FRESHMEN GET TOUR OF THE TOWN—As part of orientation, Wake Forest’s 1,035 freshmen will tour Winston-Salem on Saturday, Aug. 26. Twenty-six city buses will meet between 2:30 and 3 p.m. in front of freshmen residence halls. Students will visit downtown Winston-Salem, Bethabara Park, the N.C. School of the Arts, Old Salem, and other points of interest. The last stop (at 6 p.m.) will be the “Summer on Trade” street celebration downtown. A Convention and Visitor’s Center guide, a Wake Forest staff or faculty member and a Wake Forest upperclassman will be aboard each bus. This is the first time such a tour has been provided for students. For more details about the itinerary, contact the News Service.

STUDENTS LIKE WIRELESS OPTION—Four years ago, Wake Forest University freshmen arrived on campus as the first class to be provided with laptop computers. This year’s freshmen, as well as returning students, benefit from another development in Wake Forest’s comprehensive technology initiative-wireless access to the Internet. The university has set up the hardware to enable wireless access in 140 spots on campus, including residence halls, lounges, the library and certain popular outdoor areas. Students pay a fee to go wireless with their laptop computers. Already, more than 600 of this year’s freshman class have signed up for wireless access, and more students will be applying. Freshmen pick up their wireless “cards” (that plug into their ThinkPads) on Tuesday, Aug. 29, between 2-5 p.m. in the Information Systems Building.

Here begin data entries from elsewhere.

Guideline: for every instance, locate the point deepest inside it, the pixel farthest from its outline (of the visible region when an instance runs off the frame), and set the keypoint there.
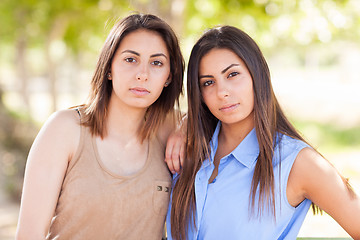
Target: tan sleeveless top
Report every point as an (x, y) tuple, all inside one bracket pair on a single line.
[(95, 203)]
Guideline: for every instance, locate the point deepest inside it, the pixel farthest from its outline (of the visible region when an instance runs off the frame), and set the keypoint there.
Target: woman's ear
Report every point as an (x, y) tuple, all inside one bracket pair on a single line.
[(109, 76), (168, 81)]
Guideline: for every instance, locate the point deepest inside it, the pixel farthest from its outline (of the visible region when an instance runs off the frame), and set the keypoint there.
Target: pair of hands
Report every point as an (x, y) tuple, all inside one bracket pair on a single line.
[(175, 151)]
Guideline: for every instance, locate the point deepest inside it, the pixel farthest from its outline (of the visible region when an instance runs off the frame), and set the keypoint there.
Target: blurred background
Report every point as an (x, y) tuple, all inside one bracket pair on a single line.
[(49, 49)]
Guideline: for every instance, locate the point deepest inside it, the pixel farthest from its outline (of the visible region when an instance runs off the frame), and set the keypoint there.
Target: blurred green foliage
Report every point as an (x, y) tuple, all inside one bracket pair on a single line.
[(329, 137)]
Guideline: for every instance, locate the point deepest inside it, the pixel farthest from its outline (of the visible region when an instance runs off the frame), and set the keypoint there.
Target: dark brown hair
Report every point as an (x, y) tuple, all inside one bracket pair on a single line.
[(268, 116), (101, 88)]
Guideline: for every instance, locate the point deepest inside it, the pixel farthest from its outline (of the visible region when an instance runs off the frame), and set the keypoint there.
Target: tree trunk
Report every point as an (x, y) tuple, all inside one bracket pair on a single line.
[(22, 72)]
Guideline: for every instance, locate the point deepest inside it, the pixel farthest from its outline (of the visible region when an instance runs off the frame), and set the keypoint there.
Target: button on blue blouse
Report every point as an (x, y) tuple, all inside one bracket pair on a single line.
[(223, 206)]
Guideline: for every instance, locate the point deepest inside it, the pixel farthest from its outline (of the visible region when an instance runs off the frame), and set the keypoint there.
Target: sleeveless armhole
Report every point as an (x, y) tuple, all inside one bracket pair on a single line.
[(300, 146), (80, 147)]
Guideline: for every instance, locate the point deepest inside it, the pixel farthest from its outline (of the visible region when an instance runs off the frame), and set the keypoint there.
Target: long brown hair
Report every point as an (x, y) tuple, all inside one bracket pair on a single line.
[(269, 120), (101, 88)]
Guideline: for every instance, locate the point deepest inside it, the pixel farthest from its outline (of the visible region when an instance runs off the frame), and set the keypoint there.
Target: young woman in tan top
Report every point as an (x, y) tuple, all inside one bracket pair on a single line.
[(98, 171)]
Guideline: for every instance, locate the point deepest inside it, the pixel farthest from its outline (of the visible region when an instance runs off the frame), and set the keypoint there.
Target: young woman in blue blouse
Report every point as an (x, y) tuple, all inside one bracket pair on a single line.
[(247, 173)]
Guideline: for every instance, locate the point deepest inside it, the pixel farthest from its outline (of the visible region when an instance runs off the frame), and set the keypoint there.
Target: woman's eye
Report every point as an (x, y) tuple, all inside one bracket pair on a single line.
[(233, 74), (208, 83), (130, 59), (157, 63)]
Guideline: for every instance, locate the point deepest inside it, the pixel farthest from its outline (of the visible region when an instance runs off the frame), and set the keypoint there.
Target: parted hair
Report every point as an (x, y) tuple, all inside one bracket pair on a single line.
[(96, 108)]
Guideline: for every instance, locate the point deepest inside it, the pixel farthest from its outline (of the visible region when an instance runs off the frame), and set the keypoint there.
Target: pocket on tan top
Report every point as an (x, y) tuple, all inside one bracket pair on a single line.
[(161, 196)]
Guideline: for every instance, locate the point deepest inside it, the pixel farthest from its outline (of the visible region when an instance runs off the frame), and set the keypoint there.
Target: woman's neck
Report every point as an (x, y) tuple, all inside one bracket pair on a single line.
[(233, 134), (123, 121)]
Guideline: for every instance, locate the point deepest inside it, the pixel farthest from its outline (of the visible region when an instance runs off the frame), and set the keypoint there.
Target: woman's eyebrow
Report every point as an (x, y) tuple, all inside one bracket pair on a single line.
[(138, 54), (158, 55), (131, 51)]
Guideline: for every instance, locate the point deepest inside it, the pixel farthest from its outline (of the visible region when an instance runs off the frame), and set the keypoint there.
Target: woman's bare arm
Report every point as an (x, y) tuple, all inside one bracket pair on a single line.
[(45, 169)]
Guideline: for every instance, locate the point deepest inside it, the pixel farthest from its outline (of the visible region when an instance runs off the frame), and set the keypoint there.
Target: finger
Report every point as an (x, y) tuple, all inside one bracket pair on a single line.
[(169, 150), (176, 153)]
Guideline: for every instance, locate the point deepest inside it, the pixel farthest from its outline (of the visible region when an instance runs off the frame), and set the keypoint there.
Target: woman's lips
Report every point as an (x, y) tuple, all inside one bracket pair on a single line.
[(139, 91), (229, 107)]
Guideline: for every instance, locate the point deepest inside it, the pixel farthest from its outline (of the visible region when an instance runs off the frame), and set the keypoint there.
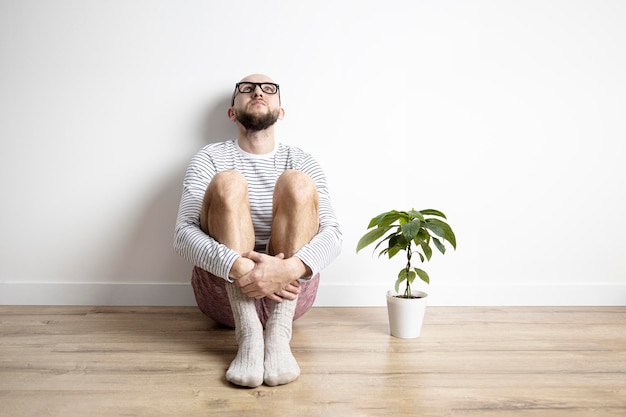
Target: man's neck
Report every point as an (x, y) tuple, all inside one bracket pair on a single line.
[(259, 142)]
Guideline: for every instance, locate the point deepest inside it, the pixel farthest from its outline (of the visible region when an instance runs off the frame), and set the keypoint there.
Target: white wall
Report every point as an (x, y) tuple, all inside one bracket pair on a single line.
[(507, 115)]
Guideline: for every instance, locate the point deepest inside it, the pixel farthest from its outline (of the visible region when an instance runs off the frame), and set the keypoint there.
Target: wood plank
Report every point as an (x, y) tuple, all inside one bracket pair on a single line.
[(170, 361)]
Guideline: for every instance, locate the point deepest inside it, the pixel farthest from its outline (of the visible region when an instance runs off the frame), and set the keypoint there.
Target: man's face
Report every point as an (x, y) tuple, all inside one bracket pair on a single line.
[(256, 103)]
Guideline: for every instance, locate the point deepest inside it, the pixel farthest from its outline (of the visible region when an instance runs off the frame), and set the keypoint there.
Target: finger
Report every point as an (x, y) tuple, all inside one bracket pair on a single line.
[(287, 295)]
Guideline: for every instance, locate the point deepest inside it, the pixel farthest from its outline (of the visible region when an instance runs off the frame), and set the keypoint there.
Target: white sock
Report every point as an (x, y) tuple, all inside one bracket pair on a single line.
[(280, 365), (247, 367)]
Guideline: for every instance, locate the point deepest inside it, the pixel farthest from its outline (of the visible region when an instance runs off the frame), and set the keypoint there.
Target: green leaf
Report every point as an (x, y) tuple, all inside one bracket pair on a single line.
[(385, 219), (439, 245), (411, 229), (423, 275), (448, 234), (434, 228)]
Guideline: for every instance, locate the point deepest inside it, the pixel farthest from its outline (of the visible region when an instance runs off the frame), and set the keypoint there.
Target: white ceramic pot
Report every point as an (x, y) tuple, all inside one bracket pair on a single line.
[(406, 315)]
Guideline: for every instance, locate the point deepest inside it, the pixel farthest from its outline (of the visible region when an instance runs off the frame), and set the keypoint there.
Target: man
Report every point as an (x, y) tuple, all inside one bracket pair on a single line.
[(256, 221)]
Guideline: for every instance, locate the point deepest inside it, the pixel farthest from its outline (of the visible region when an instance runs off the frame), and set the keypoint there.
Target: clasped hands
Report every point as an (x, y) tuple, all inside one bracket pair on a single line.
[(269, 276)]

PREPARATIONS CONTINUE FOR PRESIDENTIAL DEBATE—Wake Forest University begins this fall semester as it did in 1988-preparing to host a presidential debate on campus. “We’ve staged exciting events at Wake Forest in the last dozen years, but hosting a presidential debate is unlike anything else,” said Sandra Boyette, vice president for university advancement, who coordinated university preparations for the 1988 debate between Michael Dukakis and George Bush. “It’s such an extraordinary educational experience for our students and our community,” added Boyette, who is overseeing preparations this year. Scheduled for Wednesday night, Oct. 11, the debate is bringing to the campus special events and classes, as well as the nation’s top journalists, not to mention candidates for the presidency of the United States.

BOOKSTORE NOW HAS DEBATE MERCHANDISE—T-shirts, posters and buttons with the presidential debate logo are now for sale in the College Bookstore. Call the News Service if you would like to photograph inside the bookstore.

WAKE FOREST CELEBRATES YEAR OF ETHICS AND HONOR—Legal scholar Stephen Carter, whose 1993 bestseller, “The Culture of Disbelief,” focused the country’s attention on the role of religious belief in public life, will speak at Wake Forest University during its 2000-2001 Year of Ethics and Honor. Carter will deliver the Opening Convocation address on Sept. 28 at 11 a.m. in Wait Chapel. In addition to Carter’s speech, the theme year will include a film series, a panel discussion on business ethics, a lecture on athletics and ethics, a symposium on law and morality, and several other events designed to explore issues related to ethics and honor. Further information is available on the Ethics and Honor website at

CLASSES BEGIN—Undergraduate classes begin Wednesday, Aug. 30.